Lawmakers warn EFCC against selling assets to looters
The House of Representatives has urged the Economic and Financial Crimes Commission (EFCC) to prevent looters from recovering their loot in the ongoing auction of seized and forfeited assets.
The call was made by the House Ad Hoc Committee on Assessment and Status of All Recovered Loot Movable and Immovable Assets from 2002 to 2020 by Agencies of the Federal Government of Nigeria for Effective Efficient Management and Utilisation.
The committee’s Chairman, Adejoro Adeogun, who noted that his panel had earlier recommended speedy disposal of recovered loot, especially fixed assets, expressed the possibility of looters recovering the forfeited assets by proxy.
Adeogun, however, stated that the committee would continue with its investigation despite the sales.
Recall that the EFCC on December 6, 2022, commenced inspection and auction of 649 forfeited vehicles located across nine states and the Federal Capital Territory through appointed auctioneers.
Other assets listed for auction were 15 vessels and barges in Rivers, Delta, and Lagos states, about 39 mobile phones, 11 laptops, and other devices.
On December 27, 2022, the EFCC listed for auction 144 luxury houses and lands seized from convicted politicians, public servants, business moguls and internet fraudsters as proceeds of their corrupt practices ranging from money laundering and fraud to misappropriation of funds and fraudulent diversion, among others.
Speaking on Tuesday, Adeogun, however, decried that the House does not have the powers to determine how the assets should be disposed of, or to whom they should be sold.
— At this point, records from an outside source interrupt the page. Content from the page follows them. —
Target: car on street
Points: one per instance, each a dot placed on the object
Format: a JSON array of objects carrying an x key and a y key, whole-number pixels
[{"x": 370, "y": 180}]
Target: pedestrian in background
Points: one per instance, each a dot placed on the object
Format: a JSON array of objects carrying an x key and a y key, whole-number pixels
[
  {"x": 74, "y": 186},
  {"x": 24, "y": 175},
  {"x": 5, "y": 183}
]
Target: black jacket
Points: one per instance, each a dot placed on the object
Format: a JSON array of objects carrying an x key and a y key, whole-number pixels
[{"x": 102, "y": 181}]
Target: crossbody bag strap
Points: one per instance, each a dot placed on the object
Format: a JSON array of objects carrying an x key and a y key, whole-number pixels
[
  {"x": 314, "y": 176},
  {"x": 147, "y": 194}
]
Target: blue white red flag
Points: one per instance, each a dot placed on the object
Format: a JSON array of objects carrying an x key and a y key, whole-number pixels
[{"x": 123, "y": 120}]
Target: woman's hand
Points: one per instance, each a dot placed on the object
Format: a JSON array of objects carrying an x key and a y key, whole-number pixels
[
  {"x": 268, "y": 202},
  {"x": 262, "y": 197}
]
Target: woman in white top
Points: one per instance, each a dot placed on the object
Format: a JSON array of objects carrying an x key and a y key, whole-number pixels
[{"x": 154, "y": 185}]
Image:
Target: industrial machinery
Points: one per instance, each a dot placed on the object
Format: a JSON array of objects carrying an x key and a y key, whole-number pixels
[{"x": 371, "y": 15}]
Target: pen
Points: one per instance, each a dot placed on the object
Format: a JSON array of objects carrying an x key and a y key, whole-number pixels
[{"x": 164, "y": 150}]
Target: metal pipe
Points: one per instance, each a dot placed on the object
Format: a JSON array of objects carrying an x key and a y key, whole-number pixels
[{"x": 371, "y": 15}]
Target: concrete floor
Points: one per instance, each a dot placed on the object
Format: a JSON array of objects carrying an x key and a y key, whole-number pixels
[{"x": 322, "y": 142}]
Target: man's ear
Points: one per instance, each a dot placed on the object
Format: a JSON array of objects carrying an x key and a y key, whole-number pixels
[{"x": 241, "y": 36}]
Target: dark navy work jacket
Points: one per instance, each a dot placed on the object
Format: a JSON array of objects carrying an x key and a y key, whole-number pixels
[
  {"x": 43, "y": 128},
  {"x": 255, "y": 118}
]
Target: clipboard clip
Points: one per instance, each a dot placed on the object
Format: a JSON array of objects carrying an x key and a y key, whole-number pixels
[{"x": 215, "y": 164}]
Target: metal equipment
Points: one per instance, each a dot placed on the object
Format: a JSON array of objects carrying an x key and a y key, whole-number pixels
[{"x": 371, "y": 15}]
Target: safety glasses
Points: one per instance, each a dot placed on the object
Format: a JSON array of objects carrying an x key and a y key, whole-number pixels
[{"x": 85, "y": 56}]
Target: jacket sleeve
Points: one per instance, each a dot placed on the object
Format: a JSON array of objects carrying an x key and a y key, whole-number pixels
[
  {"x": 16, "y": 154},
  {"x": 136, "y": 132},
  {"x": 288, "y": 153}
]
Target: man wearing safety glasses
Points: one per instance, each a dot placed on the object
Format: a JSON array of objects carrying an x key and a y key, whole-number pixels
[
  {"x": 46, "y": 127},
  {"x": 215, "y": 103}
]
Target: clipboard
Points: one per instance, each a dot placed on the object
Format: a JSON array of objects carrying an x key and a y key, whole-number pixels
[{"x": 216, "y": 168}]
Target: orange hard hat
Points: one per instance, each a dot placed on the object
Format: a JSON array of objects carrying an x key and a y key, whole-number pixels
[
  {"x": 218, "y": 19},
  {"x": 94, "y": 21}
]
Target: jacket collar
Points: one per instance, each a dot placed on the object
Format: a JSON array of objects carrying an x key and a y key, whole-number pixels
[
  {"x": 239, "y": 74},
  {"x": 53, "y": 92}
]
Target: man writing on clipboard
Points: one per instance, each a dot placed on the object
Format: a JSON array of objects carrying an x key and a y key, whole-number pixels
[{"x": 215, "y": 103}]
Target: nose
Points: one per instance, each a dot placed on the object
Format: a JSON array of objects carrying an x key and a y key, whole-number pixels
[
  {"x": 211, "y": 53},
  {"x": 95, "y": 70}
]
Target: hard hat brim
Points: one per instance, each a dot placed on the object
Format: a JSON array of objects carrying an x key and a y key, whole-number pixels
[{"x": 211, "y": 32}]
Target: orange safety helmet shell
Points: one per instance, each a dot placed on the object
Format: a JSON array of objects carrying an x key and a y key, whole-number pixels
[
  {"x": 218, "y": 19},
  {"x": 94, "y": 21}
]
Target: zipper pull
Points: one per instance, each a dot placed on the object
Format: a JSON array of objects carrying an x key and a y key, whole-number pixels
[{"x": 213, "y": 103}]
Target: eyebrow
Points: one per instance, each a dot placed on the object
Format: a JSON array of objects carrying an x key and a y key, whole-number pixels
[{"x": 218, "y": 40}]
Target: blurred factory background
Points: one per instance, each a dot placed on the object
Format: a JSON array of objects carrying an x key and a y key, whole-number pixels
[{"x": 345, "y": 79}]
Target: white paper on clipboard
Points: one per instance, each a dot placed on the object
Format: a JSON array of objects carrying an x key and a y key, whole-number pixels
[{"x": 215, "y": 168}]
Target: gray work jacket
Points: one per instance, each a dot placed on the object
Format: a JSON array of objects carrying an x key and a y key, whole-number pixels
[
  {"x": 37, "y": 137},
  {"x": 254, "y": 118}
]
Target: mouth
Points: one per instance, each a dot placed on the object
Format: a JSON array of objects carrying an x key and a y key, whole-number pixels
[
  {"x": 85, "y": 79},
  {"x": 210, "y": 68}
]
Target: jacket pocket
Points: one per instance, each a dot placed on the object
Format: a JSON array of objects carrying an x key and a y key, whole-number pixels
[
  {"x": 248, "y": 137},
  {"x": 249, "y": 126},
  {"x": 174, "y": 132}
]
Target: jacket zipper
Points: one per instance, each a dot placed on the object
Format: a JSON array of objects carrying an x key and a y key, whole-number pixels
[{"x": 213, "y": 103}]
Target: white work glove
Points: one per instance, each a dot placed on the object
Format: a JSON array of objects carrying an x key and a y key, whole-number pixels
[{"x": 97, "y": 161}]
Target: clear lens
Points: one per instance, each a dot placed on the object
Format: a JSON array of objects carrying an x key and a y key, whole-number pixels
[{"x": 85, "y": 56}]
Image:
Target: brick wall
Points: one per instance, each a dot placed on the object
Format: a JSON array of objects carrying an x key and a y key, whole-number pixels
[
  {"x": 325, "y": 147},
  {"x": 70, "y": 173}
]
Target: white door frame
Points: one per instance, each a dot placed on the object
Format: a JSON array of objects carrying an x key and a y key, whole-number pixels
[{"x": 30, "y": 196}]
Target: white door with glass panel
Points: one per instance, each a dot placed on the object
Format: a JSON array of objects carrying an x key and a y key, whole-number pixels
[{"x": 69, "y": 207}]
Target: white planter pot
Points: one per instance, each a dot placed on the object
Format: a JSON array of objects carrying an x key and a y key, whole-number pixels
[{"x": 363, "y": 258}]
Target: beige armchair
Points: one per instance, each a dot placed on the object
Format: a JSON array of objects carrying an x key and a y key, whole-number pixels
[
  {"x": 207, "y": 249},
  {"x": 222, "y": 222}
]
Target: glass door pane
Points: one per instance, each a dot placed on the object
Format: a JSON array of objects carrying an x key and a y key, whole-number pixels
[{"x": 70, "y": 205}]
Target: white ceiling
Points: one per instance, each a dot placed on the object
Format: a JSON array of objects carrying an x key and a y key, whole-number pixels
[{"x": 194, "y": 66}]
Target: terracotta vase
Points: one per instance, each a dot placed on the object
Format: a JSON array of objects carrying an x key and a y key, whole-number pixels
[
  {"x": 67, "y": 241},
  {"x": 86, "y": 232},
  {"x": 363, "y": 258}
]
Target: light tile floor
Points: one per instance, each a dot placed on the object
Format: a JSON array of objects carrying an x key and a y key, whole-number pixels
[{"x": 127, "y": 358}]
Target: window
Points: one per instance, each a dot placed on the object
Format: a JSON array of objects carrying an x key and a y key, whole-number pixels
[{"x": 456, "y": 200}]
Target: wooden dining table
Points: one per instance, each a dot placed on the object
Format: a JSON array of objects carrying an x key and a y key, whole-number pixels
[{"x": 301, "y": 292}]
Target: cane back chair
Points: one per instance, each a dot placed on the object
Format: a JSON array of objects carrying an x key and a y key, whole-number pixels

According to him, “We are aware. Part of what we wrote in our interim report is the delay in the auctioning. Some of these assets were seized seven to eight years ago. They have depreciated. It was our concern then that they were depreciating, so we advised that it should be done fast especially now that the Federal Government needs money to fund the budget. It is to make sure that they recover as much value as can be recovered.”
“Look at most of the tankers and the ships that were seized. Some of them have lost up to 80 to 90 per cent of their value due to poor storage.”
“Then, the enabling law allows the (anti-graft) agencies to auction directly. The EFCC is supposed to auction what it seized, subject to due process.”
Speaking on the possibility of looters buying back their loot through the auction, Adeogun said, “That is possible but we in the National Assembly have no control over that. We can’t control what they do but what we must do is to ensure that they did the right thing.”
He further said that the assets must not remain abandoned till another government takes power in a few months.
Adeogun stated that his committee had done “most of what needs to be done,” including presenting an interim report to the House, while the comprehensive one would be laid after the general elections.
Members of the committee had initially opposed the auction of the assets at the centre of the probe.